Since the expression and importance of the major substrate of MP, MLC20, decreases in SKM, we assumed that MP targets alternative substrate(s) in SKM. Moreover, we have identified Na+/K+-ATPase as a MYPT1 interacting protein using a pull-down assay followed by mass spectrometry analysis from a mouse synaptosome extract [36]. Thus, we examined the expression and activity of Na+/K+-ATPase in our current model system. Na+/K+-ATPase is a widely expressed transmembrane protein, which is essential to maintain whole body homeostasis as well as muscle function [37]. Its expression was found to increase in hyperthyroid muscle [38]. First, we studied the interaction between the Na+/K+-ATPase and MYPT in the C2C12 mouse myoblast cell line. Na+/K+-ATPase and MYPT were reciprocally co-precipitated. These data suggest that the Na+/K+-ATPase is capable of binding to MP, possibly through its regulatory subunit (Figure S5). The G-protein-coupled muscarinic receptor mimetic carbachol, as a positive control [39], and the PP1 selective inhibitor tautomycetin were applied on muscle strips, and the phosphorylation of Na+/K+-ATPase was assessed. Both the carbachol and TMC increased the phosphorylation of Ser23 in the α1 subunit of Na+/K+-ATPase (Figure 7A). We also investigated the effect of T3 treatment and/or SMTNL1 overexpression on Na+/K+-ATPase in C2C12 myotubes. T3 treatment alone and in combination with SMTNL1 overexpression significantly elevated Na+/K+-ATPase expression by 41 and 32%, respectively, while it remained unchanged upon SMTNL1 overexpression (Figure 7B). The phosphorylation of Na+/K+-ATPase on Ser16 and Ser23 residues was significantly increased in response to all the conditions (Figure 7C,D). These results indicate that both T3 and SMTNL1 regulates the activity of Na+/K+-ATPase by increasing its phosphorylation through the inhibition of distinct MYPT isoforms.

3. Discussion

Thyroid hormones are key regulators of the development, regeneration, metabolism and myogenesis of SKM [40]. Myogenic differentiation is a highly coordinated process, which is essential for the development and regeneration of SKM. During differentiation, myoblasts undergo remodeling and fuse to form multinucleated, contractile myotubes in parallel with an increased expression of muscle-specific proteins that coordinate the contractile and metabolic functions of SKM. Moreover, SMTNL1 expression is increased in SKM during development [26]. These data correlate with our findings that SMTNL1 overexpression moderately promoted the differentiation of C2C12 myoblasts to myotubes by increasing the levels of myogenic markers, such as MyHC and desmin (Figure 1). Moreover, SMTNL1 overexpression alters the phenotype of differentiated cells creating smaller myotubes (Figure S1).

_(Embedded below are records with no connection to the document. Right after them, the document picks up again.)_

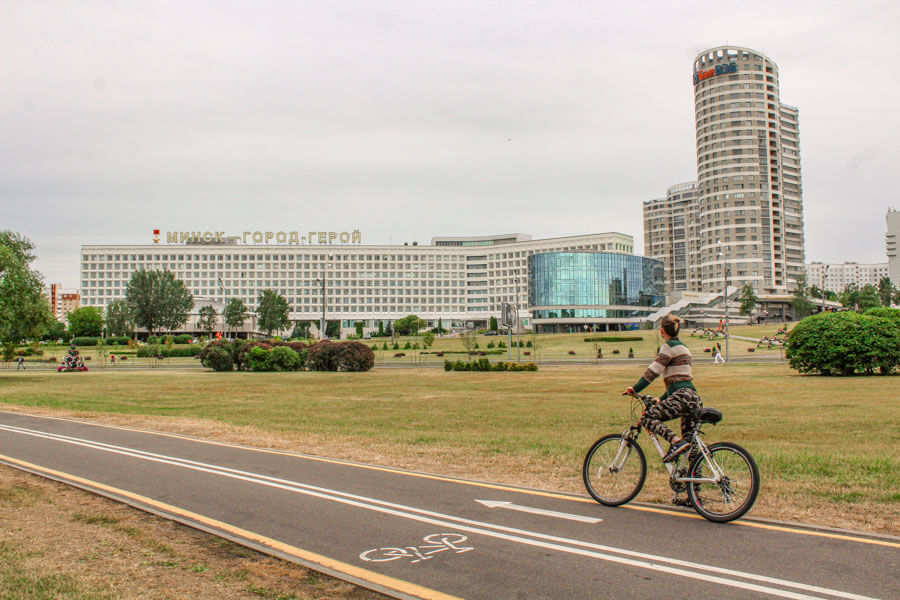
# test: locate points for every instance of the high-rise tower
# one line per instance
(749, 208)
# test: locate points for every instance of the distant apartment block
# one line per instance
(62, 303)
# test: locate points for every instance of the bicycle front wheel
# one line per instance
(735, 494)
(614, 470)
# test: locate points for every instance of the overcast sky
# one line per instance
(408, 120)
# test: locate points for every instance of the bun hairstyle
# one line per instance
(671, 325)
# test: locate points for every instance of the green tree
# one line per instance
(86, 321)
(868, 298)
(333, 330)
(469, 340)
(208, 318)
(885, 291)
(749, 299)
(427, 339)
(236, 312)
(850, 296)
(803, 306)
(301, 329)
(273, 310)
(409, 325)
(158, 300)
(24, 310)
(119, 318)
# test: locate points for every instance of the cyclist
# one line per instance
(680, 398)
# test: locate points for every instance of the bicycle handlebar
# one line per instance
(647, 399)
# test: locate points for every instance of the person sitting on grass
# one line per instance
(680, 398)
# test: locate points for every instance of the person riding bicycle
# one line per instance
(680, 398)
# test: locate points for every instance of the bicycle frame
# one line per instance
(672, 467)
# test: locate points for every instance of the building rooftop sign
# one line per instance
(292, 238)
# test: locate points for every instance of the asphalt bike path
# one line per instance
(416, 535)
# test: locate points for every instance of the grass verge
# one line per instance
(827, 447)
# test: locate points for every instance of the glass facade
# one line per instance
(594, 285)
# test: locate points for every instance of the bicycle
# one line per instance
(721, 479)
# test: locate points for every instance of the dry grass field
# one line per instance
(828, 450)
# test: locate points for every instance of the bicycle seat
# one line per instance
(710, 415)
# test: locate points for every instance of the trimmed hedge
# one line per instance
(844, 343)
(184, 352)
(217, 358)
(483, 364)
(340, 356)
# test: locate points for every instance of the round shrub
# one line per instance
(241, 359)
(260, 359)
(844, 343)
(217, 358)
(284, 358)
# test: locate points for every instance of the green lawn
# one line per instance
(828, 448)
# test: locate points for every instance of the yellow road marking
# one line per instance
(494, 486)
(336, 565)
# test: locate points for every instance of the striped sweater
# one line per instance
(674, 364)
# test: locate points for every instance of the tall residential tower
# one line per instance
(746, 222)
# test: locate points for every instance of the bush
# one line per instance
(844, 343)
(217, 358)
(340, 356)
(164, 352)
(241, 360)
(283, 358)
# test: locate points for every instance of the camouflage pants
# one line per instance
(684, 403)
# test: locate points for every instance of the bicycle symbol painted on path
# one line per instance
(434, 543)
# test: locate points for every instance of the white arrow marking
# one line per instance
(537, 511)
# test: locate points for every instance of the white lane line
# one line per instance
(488, 529)
(537, 511)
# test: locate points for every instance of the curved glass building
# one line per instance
(572, 291)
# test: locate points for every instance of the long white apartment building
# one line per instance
(460, 280)
(835, 277)
(890, 239)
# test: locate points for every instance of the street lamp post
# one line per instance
(725, 299)
(518, 341)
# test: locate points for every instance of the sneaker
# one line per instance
(676, 449)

In humans, the T3 level is maintained at low at the beginning of the myogenic process but it is increased parallel with the elevation of DIO2 upregulation [41]. It supports our data on C2C12 cell differentiation showing a significant increase in DIO2 expression upon T3 treatment; however, it markedly decreases in response to prolonged T3 treatment, suggesting a negative feedback mechanism (Figure 2B). The effect of MCT8 in myogenesis is debated since MCT8KO mice presented the same motor activity as WT mice [42]. In accord with that, we observed modest changes in MCT8 levels under each experimental setup during differentiation (Figure 2A). TRα was also changed during myoblast differentiation and showed a significant decrease upon prolonged T3 treatment (Figure 2C). TRα is crucial in the proliferation, migration and differentiation of myoblast cells and TRαKO mice showed impaired muscle regeneration [43]. In addition, SMTNL1, a co-regulator of TRα expression, is downregulated by supraphysiological T3 concentration and it hampers TRα expression [27]. Collectively, the C2C12 model proved to provide a sufficient hyperthyroid model for myogenesis with similar effects to that shown in human SKM. The effect of SMTNL1 in combination with the supraphysiological T3 level did not change the cell viability of differentiated C2C12 cells, suggesting that it has an impact not on the proliferation but the differentiation process itself [27].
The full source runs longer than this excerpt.